Eerder uitten oppositie, studentenorganisaties en experts al hun zorgen over de toenemende schuldendruk van studenten. Minister Bussemaker (OCW) moet niet steeds benadrukken dat de aflossingstermijn wordt opgerekt en de maandlasten laag blijven. “Ze moet ook inzichtelijk maken hoe hoog een schuld kan oplopen en welke gevolgen dat heeft qua afbetaling”, aldus Kamerlid Mohammed Mohandis (PvdA). Pieter Duisenberg (VVD) sluit zich daarbij aan: “Nu met het studievoorschot de financiële consequentie groter is, is (schuld)voorlichting en ondersteuning bij het maken van keuzes van groot belang.”
Leenangst vs. leenzucht
Beide heren zijn het niet altijd eens. Omdat studenten forse financiële verplichtingen moeten aangaan spreekt Mohandis van ‘leenangst’. Het kan wat hem betreft niet zo zijn dat jongeren uit sociaal zwakkere milieus straks afzien van een studie. Duisenberg ziet juist het tegenovergestelde gebeuren. “Uit onderzoek van budgetvoorlichter Nibud blijkt dat leningen ‘voor de fun’ niet ongebruikelijk zijn.” De VVD’er wil voorkomen dat studenten schulden aangaan voor niet-studiedoelen als wintersport en een nieuwe tv. Het Centraal Planbureau heeft berekend dat de gemiddelde studieschuld straks oploopt van 15.000 naar 21.000 euro. Tegelijkertijd blijven de effecten daarvan beperkt door de verlengde aflossingstermijn van 15 naar 35 jaar. Maar juist in die langlopende aflossingstermijn huist een gevaar, vinden experts. De maandlast gaat weliswaar omlaag, maar de totaalschuld wordt door de jaren heen hoger.

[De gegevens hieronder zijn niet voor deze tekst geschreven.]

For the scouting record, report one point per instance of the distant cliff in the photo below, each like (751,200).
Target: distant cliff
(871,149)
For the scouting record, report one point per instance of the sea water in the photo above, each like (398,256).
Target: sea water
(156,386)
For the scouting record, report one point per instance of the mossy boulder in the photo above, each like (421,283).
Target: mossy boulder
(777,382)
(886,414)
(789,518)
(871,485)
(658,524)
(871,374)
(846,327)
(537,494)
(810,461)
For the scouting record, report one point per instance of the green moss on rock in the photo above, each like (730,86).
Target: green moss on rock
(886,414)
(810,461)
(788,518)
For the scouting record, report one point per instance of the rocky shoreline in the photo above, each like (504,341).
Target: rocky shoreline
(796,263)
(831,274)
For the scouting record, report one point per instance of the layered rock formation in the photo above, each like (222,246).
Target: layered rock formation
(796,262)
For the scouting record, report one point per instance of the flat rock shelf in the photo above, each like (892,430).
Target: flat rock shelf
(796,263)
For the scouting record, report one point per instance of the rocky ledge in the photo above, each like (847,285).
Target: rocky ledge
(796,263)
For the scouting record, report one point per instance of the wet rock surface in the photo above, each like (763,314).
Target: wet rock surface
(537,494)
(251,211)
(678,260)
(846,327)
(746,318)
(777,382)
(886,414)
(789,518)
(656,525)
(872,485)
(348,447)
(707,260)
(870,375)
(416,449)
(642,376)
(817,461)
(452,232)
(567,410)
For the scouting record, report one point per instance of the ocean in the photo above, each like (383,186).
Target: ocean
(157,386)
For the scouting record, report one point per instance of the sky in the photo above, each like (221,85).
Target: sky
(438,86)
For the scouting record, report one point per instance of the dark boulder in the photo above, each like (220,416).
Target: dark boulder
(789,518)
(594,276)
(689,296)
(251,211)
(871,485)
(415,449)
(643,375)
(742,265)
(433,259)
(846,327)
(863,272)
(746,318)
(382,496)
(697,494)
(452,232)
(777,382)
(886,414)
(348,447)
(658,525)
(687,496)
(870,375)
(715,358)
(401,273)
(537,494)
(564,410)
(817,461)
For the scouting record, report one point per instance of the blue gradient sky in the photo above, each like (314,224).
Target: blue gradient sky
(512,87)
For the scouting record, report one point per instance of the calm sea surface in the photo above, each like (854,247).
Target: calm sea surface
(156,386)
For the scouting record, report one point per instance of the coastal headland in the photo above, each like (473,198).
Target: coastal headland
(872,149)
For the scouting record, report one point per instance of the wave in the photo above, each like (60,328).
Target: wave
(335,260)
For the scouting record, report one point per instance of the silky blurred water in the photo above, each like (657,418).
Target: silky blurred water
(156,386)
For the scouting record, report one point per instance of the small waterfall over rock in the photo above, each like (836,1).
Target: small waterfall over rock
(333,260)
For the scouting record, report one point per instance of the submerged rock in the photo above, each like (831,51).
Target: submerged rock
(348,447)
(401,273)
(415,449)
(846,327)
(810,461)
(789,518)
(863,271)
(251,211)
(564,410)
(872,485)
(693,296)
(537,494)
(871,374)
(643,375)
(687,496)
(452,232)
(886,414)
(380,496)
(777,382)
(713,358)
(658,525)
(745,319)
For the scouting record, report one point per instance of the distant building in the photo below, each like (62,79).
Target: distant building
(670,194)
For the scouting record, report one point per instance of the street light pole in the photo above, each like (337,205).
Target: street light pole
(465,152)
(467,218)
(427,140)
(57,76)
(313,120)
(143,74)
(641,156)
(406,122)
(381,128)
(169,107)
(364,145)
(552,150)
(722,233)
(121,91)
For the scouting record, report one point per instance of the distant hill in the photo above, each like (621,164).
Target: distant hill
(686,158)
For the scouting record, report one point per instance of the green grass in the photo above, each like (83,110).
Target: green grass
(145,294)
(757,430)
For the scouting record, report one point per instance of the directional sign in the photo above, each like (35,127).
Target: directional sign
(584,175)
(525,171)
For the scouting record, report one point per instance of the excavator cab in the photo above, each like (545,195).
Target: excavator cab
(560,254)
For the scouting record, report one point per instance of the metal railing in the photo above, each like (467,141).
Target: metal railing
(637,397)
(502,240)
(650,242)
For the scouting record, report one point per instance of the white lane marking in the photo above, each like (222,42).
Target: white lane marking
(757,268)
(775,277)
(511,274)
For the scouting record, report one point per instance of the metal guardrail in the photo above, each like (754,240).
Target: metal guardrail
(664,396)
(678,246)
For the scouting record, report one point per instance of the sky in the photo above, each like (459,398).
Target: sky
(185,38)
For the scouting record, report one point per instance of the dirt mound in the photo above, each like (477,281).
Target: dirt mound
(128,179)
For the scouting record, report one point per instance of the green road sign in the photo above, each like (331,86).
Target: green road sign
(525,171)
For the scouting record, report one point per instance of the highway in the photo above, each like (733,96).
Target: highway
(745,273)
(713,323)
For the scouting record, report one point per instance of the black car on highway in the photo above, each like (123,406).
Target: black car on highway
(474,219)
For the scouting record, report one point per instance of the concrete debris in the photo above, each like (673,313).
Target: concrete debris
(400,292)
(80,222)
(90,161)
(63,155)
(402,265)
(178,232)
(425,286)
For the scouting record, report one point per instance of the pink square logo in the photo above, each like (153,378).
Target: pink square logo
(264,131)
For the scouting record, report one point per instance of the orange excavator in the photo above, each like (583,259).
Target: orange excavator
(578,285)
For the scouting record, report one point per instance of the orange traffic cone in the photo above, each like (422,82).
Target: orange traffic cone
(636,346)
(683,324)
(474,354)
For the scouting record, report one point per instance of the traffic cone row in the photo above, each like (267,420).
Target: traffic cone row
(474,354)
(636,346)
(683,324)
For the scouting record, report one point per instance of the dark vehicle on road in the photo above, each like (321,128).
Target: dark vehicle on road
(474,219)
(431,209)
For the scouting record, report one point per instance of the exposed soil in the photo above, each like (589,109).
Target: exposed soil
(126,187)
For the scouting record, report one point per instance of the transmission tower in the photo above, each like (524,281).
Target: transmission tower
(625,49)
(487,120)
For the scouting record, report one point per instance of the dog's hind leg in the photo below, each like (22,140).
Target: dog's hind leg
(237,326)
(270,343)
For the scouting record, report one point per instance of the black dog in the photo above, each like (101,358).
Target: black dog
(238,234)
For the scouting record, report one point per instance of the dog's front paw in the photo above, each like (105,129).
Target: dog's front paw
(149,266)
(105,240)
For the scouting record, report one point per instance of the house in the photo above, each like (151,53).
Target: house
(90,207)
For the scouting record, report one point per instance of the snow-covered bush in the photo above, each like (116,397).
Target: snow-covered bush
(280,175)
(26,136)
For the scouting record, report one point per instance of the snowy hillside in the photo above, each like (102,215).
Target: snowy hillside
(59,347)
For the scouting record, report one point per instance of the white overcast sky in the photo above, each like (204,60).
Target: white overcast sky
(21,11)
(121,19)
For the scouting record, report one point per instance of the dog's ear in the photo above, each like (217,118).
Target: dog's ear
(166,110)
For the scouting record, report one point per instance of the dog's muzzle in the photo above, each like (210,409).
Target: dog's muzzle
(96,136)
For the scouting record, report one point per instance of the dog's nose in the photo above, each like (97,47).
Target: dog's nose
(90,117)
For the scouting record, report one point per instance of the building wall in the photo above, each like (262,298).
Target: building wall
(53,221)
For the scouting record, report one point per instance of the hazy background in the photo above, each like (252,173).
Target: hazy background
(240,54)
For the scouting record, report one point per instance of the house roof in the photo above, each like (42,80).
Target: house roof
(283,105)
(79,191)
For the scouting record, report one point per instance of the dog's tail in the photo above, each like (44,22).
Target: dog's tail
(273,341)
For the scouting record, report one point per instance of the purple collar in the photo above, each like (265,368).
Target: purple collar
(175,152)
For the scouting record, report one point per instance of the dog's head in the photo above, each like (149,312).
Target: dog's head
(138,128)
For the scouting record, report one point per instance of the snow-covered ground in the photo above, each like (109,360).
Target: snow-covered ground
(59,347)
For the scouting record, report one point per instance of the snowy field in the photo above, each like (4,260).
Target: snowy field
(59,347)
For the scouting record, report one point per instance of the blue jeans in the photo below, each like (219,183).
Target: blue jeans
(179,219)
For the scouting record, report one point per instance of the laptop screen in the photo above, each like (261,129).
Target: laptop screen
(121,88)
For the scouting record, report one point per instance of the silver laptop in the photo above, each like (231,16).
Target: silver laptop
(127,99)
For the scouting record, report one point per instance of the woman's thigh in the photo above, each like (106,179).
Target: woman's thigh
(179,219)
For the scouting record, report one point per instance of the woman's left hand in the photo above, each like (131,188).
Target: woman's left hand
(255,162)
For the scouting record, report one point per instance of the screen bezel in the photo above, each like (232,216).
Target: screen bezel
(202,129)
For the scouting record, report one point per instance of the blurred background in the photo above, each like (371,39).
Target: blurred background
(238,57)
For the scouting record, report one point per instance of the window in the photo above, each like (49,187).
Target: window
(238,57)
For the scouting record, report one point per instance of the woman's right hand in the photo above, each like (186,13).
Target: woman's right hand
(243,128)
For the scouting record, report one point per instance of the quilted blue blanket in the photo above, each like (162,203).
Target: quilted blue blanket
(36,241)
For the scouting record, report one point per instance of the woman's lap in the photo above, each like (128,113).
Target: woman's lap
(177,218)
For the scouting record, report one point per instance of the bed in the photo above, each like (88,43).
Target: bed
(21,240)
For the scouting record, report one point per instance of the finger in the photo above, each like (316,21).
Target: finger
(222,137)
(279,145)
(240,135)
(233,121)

De Nederlandse Vereniging van Banken reageert positief op de plannen. Als het studievoorschot er komt, zullen de banken hun ‘wegingsfactor’ van studieschulden verlagen. Dat betekent dat studenten met een studieschuld straks sneller een hypotheek kunnen krijgen. Toch is ook de NVB niet ongevoelig voor de kritiek. Net als het Nibud pleit de bankkoepel voor een centrale (BKR-)registratie van studieschulden. Enerzijds helpt dat de bank bij hun hypotheekverstrekking. Anderzijds maakt het de student meer bewust van de consequenties van schulden.